I had the lightweight scarf mostly for the plane, but I also liked that it broke up the black and also pulled the boho texture into the top part of the outfit.
I’ve been pleasantly surprised with how much wear I’ve gotten out of these pants, simply because they were orange joggers 🤔. I figured they’d mostly end up as fun house loungewear, but they’ve been a great option for errands and such because they’re duper easy to wear + have pockets and go well with all the neutral and olive green stuff that makes up most of my wardrobe. The embroidery makes them feel more like a boho piece than a loungewear item so they’re a great bridge for athletic and fashiony pieces like here.
- Wore everything
- I liked the DC mini capsule, easy to dress up/down with shoes since the bottoms were not just jeans/leggings and the moto jacket worked with casual and slightly dressy things too
- Things ended up being appropriate to the weather and activities
- Scarf was good for plane and museum AC
- Yoga leggings held up well to hiking
Could have been better
- Birkenstocks had a hard time keeping up with the workload – after day 2 they definitely started to smell (not to the point where it was so bad I would have bought another pair of sandals on the trip), and I’d never had a foot odor issue with them before despite wearing them for touristing in other places or just running lots of errands. I think the sheer continuous wear + humidity was not a good combo. I think for similar trips in the future I’d bring two sandals and swap out.
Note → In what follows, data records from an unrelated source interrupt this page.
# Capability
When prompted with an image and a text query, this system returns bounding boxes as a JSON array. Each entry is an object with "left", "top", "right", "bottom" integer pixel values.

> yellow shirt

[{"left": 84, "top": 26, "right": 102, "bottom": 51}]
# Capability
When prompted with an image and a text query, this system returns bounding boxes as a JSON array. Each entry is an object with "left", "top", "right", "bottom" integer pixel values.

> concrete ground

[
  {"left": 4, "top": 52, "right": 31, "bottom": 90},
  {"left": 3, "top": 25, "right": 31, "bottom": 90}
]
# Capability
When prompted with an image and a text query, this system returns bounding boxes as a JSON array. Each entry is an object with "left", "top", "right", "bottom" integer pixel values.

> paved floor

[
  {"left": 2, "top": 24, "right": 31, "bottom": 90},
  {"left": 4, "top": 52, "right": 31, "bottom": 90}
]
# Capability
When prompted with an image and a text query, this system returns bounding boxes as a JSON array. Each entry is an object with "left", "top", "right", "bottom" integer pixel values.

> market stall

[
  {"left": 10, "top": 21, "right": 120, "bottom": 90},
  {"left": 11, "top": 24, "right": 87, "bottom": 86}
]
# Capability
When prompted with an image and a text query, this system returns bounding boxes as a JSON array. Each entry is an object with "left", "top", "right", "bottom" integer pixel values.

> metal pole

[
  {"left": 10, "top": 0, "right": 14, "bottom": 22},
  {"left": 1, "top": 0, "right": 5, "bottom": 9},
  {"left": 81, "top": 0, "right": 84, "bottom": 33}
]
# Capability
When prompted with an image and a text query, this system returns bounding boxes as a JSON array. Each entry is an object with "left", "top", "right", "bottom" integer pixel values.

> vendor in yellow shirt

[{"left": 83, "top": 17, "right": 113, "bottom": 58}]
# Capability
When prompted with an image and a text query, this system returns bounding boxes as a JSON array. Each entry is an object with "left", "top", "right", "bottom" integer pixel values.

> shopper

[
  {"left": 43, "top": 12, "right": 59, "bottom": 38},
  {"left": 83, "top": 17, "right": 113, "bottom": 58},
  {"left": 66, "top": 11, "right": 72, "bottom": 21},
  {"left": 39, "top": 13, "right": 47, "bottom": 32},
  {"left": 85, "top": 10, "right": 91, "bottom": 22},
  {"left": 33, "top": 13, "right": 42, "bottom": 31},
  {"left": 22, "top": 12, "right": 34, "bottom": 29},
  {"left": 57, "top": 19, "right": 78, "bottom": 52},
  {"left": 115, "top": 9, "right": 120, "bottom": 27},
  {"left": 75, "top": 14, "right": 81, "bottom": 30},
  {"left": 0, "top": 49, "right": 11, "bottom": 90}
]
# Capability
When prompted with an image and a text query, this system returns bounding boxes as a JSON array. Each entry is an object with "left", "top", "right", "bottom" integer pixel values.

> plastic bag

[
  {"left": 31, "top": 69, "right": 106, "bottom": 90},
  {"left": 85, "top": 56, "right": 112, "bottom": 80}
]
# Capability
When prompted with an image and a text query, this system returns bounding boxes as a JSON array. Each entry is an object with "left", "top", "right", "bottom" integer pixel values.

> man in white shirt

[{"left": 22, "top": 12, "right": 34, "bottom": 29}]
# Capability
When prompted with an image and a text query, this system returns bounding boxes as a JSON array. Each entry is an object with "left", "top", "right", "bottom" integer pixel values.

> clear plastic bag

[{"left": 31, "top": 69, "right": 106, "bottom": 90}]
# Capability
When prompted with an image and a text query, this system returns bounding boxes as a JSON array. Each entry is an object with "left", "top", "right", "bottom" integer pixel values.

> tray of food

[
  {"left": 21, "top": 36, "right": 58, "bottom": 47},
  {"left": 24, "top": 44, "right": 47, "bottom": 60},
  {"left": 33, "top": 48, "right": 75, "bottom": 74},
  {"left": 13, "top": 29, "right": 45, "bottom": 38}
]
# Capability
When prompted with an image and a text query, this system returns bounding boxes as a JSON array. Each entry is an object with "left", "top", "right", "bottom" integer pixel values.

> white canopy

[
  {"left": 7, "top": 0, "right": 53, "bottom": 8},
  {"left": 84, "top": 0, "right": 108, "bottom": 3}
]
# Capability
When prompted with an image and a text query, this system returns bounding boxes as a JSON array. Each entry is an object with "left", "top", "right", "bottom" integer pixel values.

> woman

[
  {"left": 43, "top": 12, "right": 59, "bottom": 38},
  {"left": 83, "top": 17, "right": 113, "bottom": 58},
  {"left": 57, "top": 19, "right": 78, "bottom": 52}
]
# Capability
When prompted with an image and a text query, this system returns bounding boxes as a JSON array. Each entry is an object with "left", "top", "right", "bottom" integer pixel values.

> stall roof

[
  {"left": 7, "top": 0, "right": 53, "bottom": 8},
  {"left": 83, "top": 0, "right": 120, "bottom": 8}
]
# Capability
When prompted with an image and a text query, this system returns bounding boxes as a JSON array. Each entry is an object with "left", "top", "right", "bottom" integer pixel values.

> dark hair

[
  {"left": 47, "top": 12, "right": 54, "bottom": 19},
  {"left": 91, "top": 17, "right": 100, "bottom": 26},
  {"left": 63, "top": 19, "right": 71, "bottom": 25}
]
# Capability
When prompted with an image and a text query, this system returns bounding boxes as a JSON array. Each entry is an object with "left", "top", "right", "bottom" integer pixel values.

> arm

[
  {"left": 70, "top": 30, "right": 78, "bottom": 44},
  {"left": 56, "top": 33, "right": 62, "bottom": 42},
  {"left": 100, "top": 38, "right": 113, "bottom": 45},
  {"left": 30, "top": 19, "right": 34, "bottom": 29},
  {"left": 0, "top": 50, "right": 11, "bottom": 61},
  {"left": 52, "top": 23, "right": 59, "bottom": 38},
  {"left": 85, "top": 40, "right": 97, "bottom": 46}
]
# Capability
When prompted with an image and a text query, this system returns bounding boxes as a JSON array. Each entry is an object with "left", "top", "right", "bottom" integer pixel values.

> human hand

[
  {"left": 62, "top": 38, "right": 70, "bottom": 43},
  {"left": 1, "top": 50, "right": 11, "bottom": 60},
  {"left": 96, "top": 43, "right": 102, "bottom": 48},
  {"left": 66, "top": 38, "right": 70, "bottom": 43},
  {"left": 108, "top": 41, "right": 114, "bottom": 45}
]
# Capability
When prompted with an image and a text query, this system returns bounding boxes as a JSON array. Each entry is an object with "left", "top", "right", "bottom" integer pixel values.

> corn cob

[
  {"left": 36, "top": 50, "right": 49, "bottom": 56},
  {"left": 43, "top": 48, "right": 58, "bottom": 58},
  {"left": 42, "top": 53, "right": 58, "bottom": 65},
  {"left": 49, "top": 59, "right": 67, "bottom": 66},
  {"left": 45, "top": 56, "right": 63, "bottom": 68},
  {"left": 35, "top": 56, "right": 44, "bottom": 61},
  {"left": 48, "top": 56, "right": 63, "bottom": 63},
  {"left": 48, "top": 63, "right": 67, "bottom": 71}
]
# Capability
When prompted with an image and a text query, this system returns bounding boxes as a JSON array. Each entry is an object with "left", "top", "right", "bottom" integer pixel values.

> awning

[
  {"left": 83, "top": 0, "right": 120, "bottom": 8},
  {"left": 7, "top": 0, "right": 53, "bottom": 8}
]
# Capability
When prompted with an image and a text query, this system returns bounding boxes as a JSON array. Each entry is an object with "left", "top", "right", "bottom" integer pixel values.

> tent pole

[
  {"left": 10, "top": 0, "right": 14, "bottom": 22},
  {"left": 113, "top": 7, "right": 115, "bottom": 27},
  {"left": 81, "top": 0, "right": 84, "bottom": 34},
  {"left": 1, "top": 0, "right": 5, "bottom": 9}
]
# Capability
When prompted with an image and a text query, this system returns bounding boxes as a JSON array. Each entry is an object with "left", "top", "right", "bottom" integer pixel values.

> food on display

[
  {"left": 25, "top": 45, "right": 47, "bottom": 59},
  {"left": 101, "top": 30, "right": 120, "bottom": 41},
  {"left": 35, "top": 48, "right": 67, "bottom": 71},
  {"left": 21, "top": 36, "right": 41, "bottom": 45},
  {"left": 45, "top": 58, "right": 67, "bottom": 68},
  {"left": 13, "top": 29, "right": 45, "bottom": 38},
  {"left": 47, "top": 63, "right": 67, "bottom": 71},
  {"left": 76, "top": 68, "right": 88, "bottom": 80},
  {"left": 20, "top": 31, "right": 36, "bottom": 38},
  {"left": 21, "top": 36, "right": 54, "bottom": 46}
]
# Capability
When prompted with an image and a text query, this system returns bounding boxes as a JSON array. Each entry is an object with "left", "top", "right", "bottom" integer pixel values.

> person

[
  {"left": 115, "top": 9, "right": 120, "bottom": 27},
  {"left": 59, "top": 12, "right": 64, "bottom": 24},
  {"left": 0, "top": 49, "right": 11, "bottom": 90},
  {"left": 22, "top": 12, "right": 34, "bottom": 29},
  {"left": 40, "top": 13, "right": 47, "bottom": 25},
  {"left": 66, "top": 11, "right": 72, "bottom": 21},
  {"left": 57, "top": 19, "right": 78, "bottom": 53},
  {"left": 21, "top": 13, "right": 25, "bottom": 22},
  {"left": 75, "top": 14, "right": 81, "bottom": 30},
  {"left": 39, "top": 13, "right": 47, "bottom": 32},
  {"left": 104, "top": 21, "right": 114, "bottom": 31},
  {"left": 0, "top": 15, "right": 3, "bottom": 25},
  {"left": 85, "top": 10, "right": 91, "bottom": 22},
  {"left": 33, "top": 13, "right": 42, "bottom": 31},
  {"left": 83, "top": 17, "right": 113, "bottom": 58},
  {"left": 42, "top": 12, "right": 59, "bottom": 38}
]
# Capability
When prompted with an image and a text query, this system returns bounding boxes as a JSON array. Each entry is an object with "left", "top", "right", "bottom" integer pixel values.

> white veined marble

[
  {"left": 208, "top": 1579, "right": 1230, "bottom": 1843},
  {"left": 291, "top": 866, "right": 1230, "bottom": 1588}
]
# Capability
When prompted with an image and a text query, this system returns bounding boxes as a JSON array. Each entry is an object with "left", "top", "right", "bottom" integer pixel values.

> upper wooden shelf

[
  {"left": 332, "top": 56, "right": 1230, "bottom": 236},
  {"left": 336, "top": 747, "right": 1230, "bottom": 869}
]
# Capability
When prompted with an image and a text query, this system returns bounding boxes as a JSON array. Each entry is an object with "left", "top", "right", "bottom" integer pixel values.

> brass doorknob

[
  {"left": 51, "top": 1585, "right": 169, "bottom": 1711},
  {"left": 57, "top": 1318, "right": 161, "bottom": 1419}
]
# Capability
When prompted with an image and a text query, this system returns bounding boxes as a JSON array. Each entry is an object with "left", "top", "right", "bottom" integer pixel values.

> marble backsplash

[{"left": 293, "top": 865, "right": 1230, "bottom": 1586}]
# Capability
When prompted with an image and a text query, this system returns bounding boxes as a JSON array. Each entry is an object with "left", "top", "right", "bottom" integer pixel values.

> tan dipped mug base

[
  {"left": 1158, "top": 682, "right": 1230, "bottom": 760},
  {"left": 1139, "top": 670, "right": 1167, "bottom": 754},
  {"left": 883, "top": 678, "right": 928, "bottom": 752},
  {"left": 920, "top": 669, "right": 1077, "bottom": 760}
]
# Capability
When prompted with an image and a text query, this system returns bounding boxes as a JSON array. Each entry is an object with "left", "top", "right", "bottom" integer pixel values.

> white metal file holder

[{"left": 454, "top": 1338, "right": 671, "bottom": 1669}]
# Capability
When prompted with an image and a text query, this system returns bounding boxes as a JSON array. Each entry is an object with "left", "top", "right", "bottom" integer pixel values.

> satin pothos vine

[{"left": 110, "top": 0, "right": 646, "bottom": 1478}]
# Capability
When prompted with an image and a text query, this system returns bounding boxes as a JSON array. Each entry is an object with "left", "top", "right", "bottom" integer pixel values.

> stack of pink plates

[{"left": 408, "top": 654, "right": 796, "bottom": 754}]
- Ankle strap shoe with swollen ankle was not great. Next time we go anywhere I’m checking the mosquito forecast and bringing repellent, a cortisone stick, benadryl, and an ice bag if there’s even a moderate chance of mosquitoes. I’ve had enough bites on trips before to the point where it did make walking painful, but not to the extent of the bites on this trip where I basically lost a day to it.
Overall it was a really great trip despite the bugs, and I liked all my outfits. I’d definitely be down to revisit DC soon since there was so much to see and so many thing we didn’t get to eat. NH fall was also amazing but given how the timing is a bit of a crapshoot I’m okay waiting a couple years to do another leaf peeping trip, given how many other parks I haven’t seen yet.